Ramaphosa tente toujours de convaincre Trump d'assister au sommet du G20 à Johannesburg en novembre, date à laquelle l'Afrique du Sud cèdera la présidence aux États-Unis. Cependant, il est peu probable que Trump soutienne les priorités du pays africain d'ici là. Elizabeth Sidiropoulos, directrice de l'Institut sud-africain des affaires internationales, a déclaré : « Pour une grande partie du programme élaboré ces quatre ou cinq dernières années, le terrain n'est pas propice l'année prochaine. »
L'absence de Bessent affaiblit l'influence américaine lors de ce sommet crucial
En l'absence de Scott, le siège du Trésor américain à Zimbali reste vacant tandis que les ministres des Finances et les gouverneurs des banques centrales du monde entier se réunissent jeudi et vendredi. Le timing est particulièrement mal choisi pour l'Afrique du Sud, qui s'efforce de maintenir le développement de l'Afrique au cœur des préoccupations. Mais l'agenda de Trump a pris le pas sur ce sommet.
« Le développement de l'Afrique doit rester une priorité absolue cette année et pour les années à venir », a déclaré Ronald Lamola, ministre sud-africain des Relations internationales, lors d'un événement des Nations Unies en Espagne. Il a mis en garde la communauté internationale contre la hausse du coût du service de la dette, qui freine les progrès sur le continent. C'est précisément ce que l'Afrique du Sud espérait aborder avec sa plateforme du G20, mais Washington refuse de coopérer.

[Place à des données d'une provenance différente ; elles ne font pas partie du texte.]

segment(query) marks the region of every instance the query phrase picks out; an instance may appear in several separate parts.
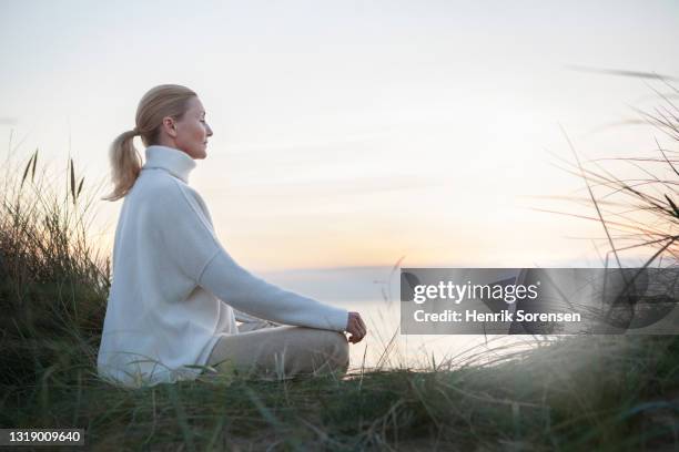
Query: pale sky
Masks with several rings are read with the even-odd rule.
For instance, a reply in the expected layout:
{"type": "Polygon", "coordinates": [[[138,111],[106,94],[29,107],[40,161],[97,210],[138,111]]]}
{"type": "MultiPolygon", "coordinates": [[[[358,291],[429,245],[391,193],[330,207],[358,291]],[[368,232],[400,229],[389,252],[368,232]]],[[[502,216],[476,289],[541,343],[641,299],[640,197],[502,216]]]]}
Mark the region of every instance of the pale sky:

Le chaos instauré par Trump a même ébranlé les plus proches alliés des États-Unis. Sanusha Naidu, chercheuse à l'Institut pour le dialogue mondial de Pretoria, a déclaré : « Le problème du G20, c'est qu'on ne sait jamais ce qui va sortir de la Maison-Blanche. » Elle a qualifié le rôle des États-Unis de force perturbatrice dans la gouvernance internationale, compromettant toute tentative sérieuse de coopération mondiale.
Mais l'indifférence de Washington a eu une conséquence paradoxale : elle pousse d'autres puissances à se rapprocher de l'Afrique du Sud. Après l'absence de Rubio, l'Union européenne a ouvertement soutenu les objectifs du pays au G20. Deux semaines plus tard, l'UE tenait son premier sommet avec Pretoria depuis 2018, malgré des années de tensions.
Pourtant, personne ne prétend que ce chaos est tenable. Louw Nel, analyste principal chez Oxford Economics Africa, affirme que Trump ne rendra pas le G20 obsolète, même s'il le fragilise actuellement. « Les pays commencent déjà à se projeter au-delà de la présidence Trump et savent que ces institutions multilatérales survivront à cette administration. » Mais cela ne change rien à la réalité actuelle : Scott est absent, la Maison-Blanche est imprévisible et les débuts africains du G20 sont occultés par les jeux de pouvoir américains.